Zonisamide is excreted into breast milk. A woman took 300 mg/day (100 mg three times daily) during pregnancy and continued the anticonvulsant while breastfeeding (7). The cord plasma drug concentration at delivery was 6.72 mcg/mL, 2.5 hours after a dose. Milk and maternal plasma levels were determined on postpartum days 3, 6, 14, and 30 (1.5–2.5 hours after a dose). Milk concentrations ranged from 8.25 (day 3) to 10.5 mcg/mL (day 30), whereas maternal plasma levels ranged from 9.52 (day 14) to 10.6 mcg/mL (day 3). The milk:plasma (M:P) ratio consistently increased at each sampling. The average milk:plasma ratio was 0.93 (range 0.81–1.03). No neonatal behavior problems were observed (7).
In another report, two mothers receiving zonisamide (400 mg/day) and other anticonvulsants (mother no. 1: carbamazepine and clonazepam; mother no. 2: carbamazepine) throughout gestation as well as postpartum breastfed their apparently normal infants (see above) (3). Zonisamide concentrations were determined in the breast milk of mother no. 1. From delivery to postpartum day 9, the unbound maternal plasma zonisamide concentration ranged from 10.7 to 13.3 mcg/mL, whereas the total zonisamide level ranged from 17.5 to 25.2 mcg/mL. During the same interval, the drug concentrations in the watery portion of the milk (i.e., whey) ranged from 8.9 to 10.9 mcg/mL. The breast milk transfer rate was 41%–57%. The plasma zonisamide level in the infant on day 24 was 3.9 mcg/mL (15% of the mother’s level on postpartum day 9). No adverse effects in either nursing infant were mentioned (3).
No adverse effects were noted in four nursing infants, but the milk concentrations were high enough that clinically significant doses appear to have been ingested. The relatively high plasma level found in one infant supports this assessment. Therefore, if a woman under treatment with zonisamide chooses to breastfeed, close clinical monitoring of her infant is recommended as well as the measurement of infant plasma drug levels. The long-term effects on nursing infants from this exposure are unknown but warrant investigation.

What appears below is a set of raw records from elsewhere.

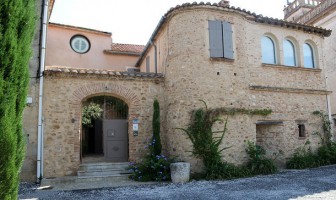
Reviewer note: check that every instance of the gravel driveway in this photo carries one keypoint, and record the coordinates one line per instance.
(319, 183)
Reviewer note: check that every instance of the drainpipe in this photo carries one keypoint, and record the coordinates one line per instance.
(155, 56)
(44, 20)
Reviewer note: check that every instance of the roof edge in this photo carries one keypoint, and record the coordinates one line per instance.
(80, 28)
(254, 16)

1.Product information. Zonegran. Elan Biopharmaceuticals, 2003.
2.Percucca E, Bialer M. The clinical pharmacokinetics of the newer antiepileptic drugs. Clin Pharmacokinet 1996;31:29–46.

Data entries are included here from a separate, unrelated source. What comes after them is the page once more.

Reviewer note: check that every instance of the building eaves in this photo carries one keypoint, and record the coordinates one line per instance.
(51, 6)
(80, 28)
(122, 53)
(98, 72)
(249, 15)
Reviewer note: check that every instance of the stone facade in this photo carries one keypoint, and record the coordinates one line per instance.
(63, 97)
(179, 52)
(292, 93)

3.Kawada K, Itoh S, Kusaka T, Isobe K, Ishii M. Pharmacokinetics of zonisamide in perinatal period. Brain Dev 2002;24:95–7.
4.Kondo T, Kaneko S, Amano Y, Egawa I. Preliminary report on teratogenic effects of zonisamide in the offspring of treated women with epilepsy. Epilepsia 1996;37:1242–4.
5.The Lamotrigine Pregnancy Registry. Final Report. 1 September 1992 through 31 March 2010. GlaxcoSmithKline, July 2010.
6.Yerby MS. Clinical care of pregnant women with epilepsy: neural tube defects and folic acid supplementation. Epilepsia 2003;44 (Suppl 3):33–40.
7.Shimoyama R, Ohkubo T, Sugawara K. Monitoring of zonisamide in human breast milk and maternal plasma by solid-phase extraction HPLC method. Biomed Chromatogr 1999;13:370–2.